Welche Pflichten habe ich als deutscher Auftraggeber bei der ersten Rechnung von einem polnischen Freelancer?

Vier Pflichten beim Erst-Engagement. Erstens: polnische NIP des Freelancers gegen das BZSt MIAS-Bestätigungsverfahren oder EU-VIES validieren — ohne gültige USt-IdNr. wird Reverse-Charge nicht angewendet.
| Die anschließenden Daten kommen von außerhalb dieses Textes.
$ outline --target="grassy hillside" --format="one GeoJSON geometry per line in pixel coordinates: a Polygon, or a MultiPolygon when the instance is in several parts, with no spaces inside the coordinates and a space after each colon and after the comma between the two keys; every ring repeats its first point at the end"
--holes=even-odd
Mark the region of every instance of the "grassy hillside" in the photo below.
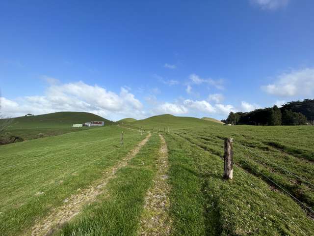
{"type": "MultiPolygon", "coordinates": [[[[314,126],[229,126],[170,115],[129,126],[153,131],[150,140],[97,201],[53,235],[138,235],[157,172],[158,130],[168,150],[169,171],[161,177],[171,189],[163,193],[170,235],[314,235],[314,126]],[[234,178],[226,181],[223,140],[229,137],[234,178]]],[[[103,179],[145,136],[111,125],[0,147],[0,233],[25,233],[52,209],[62,209],[65,199],[103,179]]]]}
{"type": "Polygon", "coordinates": [[[0,235],[29,228],[101,178],[144,137],[110,126],[0,146],[0,235]]]}
{"type": "Polygon", "coordinates": [[[205,119],[205,120],[208,120],[209,121],[216,122],[219,124],[224,124],[223,122],[221,122],[220,120],[218,120],[218,119],[216,119],[213,118],[210,118],[210,117],[203,117],[203,118],[202,118],[202,119],[205,119]]]}
{"type": "Polygon", "coordinates": [[[215,122],[210,122],[198,118],[175,117],[169,114],[155,116],[133,122],[131,124],[147,129],[158,130],[159,128],[160,131],[167,130],[168,127],[170,129],[175,130],[219,125],[215,122]]]}
{"type": "Polygon", "coordinates": [[[136,119],[134,119],[134,118],[125,118],[124,119],[120,119],[120,120],[118,120],[116,121],[116,124],[121,124],[122,123],[131,123],[132,122],[136,121],[137,120],[136,119]]]}
{"type": "MultiPolygon", "coordinates": [[[[0,139],[10,141],[10,137],[18,136],[24,140],[58,135],[88,128],[72,128],[72,125],[90,121],[104,121],[105,125],[112,121],[87,112],[61,112],[32,117],[21,117],[10,119],[12,123],[0,139]]],[[[1,120],[0,119],[0,122],[1,120]]]]}

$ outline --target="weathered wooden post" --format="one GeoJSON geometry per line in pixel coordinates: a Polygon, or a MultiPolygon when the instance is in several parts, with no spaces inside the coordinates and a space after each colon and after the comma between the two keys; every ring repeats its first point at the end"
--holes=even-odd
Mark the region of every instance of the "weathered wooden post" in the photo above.
{"type": "Polygon", "coordinates": [[[224,178],[232,179],[233,177],[233,145],[234,139],[225,138],[225,162],[224,165],[224,178]]]}

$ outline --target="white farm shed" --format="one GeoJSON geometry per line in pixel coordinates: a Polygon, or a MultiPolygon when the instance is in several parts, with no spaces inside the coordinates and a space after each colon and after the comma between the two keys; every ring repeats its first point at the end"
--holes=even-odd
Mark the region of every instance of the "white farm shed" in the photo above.
{"type": "Polygon", "coordinates": [[[90,121],[86,122],[84,124],[86,126],[103,126],[105,125],[104,121],[90,121]]]}

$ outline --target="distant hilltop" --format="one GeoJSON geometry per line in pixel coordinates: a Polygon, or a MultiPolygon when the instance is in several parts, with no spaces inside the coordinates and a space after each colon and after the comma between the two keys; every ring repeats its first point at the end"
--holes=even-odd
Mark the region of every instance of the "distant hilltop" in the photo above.
{"type": "Polygon", "coordinates": [[[224,124],[223,122],[222,122],[220,120],[214,119],[214,118],[210,118],[210,117],[203,117],[203,118],[202,118],[202,119],[205,119],[205,120],[208,120],[209,121],[216,122],[216,123],[219,123],[219,124],[224,124]]]}

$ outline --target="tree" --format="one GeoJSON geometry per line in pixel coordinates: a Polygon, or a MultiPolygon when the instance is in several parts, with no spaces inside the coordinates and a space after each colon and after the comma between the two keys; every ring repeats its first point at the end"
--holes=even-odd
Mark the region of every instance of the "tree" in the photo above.
{"type": "Polygon", "coordinates": [[[314,99],[305,99],[288,102],[280,109],[282,113],[288,110],[303,114],[308,120],[314,122],[314,99]]]}
{"type": "Polygon", "coordinates": [[[282,123],[284,125],[304,125],[307,124],[307,119],[299,112],[286,110],[283,113],[282,123]]]}
{"type": "Polygon", "coordinates": [[[276,105],[269,109],[268,125],[281,125],[282,115],[280,109],[276,105]]]}
{"type": "Polygon", "coordinates": [[[227,118],[227,123],[229,124],[232,124],[234,125],[238,124],[240,118],[241,116],[238,114],[239,113],[234,113],[232,112],[230,112],[229,115],[227,118]]]}

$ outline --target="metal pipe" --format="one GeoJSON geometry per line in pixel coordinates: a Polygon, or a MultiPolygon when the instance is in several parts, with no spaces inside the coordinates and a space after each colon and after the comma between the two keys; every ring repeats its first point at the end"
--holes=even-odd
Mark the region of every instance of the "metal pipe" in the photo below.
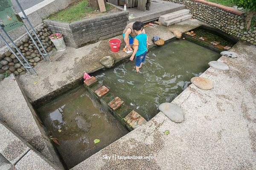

Zweitens: die erste Rechnung auf korrekte Form prüfen — netto, mit beiden USt-IdNrn, mit Hinweis 'Steuerschuldnerschaft des Leistungsempfängers' oder 'Reverse-Charge', ohne MwSt-Ausweis. Drittens: in der Umsatzsteuer-Voranmeldung die Umsatzsteuer als Steuerschuldner melden, parallel Vorsteuerabzug geltend machen — Saldo null bei vollem Vorsteuerabzug. Viertens: Zusammenfassende Meldung (ZM) beim Bundeszentralamt für Steuern einreichen, monatlich oder quartalsweise bis zum 25. des Folgemonats. Bei Vor-Ort-Terminen zusätzlich: A1-Bescheinigung vom Freelancer abfragen, Kopie archivieren.

Redaktioneller Hinweis

Dieser Steuer-Leitfaden zitiert öffentlich zugängliche Quellen für jeden konkreten Hinweis: § 13b UStG für Reverse-Charge-Verfahren, VO (EG) 883/2004 für A1-Bescheinigung, Doppelbesteuerungsabkommen Polen-Deutschland 2003 mit Art. 14, BZSt MIAS-Bestätigungsverfahren. Wechselkurs ~4,27 PLN/EUR (Mai 2026). Bandbreiten variieren nach individueller Vertragsgestaltung und polnischer Steuerstruktur (linear 19 % vs. ryczalt 12-15 % vs. Skala). Der Beitrag ist informativ und ersetzt keine Rechts-, Steuer- oder Personalberatung — konsultieren Sie einen deutschen Steuerberater vor der ersten Einstellung. Für arbeitsrechtliche Themen (Scheinselbstständigkeit, Werkvertrag, AVV nach DSGVO, DRV-Statusfeststellung) siehe den Arbeitsrecht-Leitfaden (in Kürze).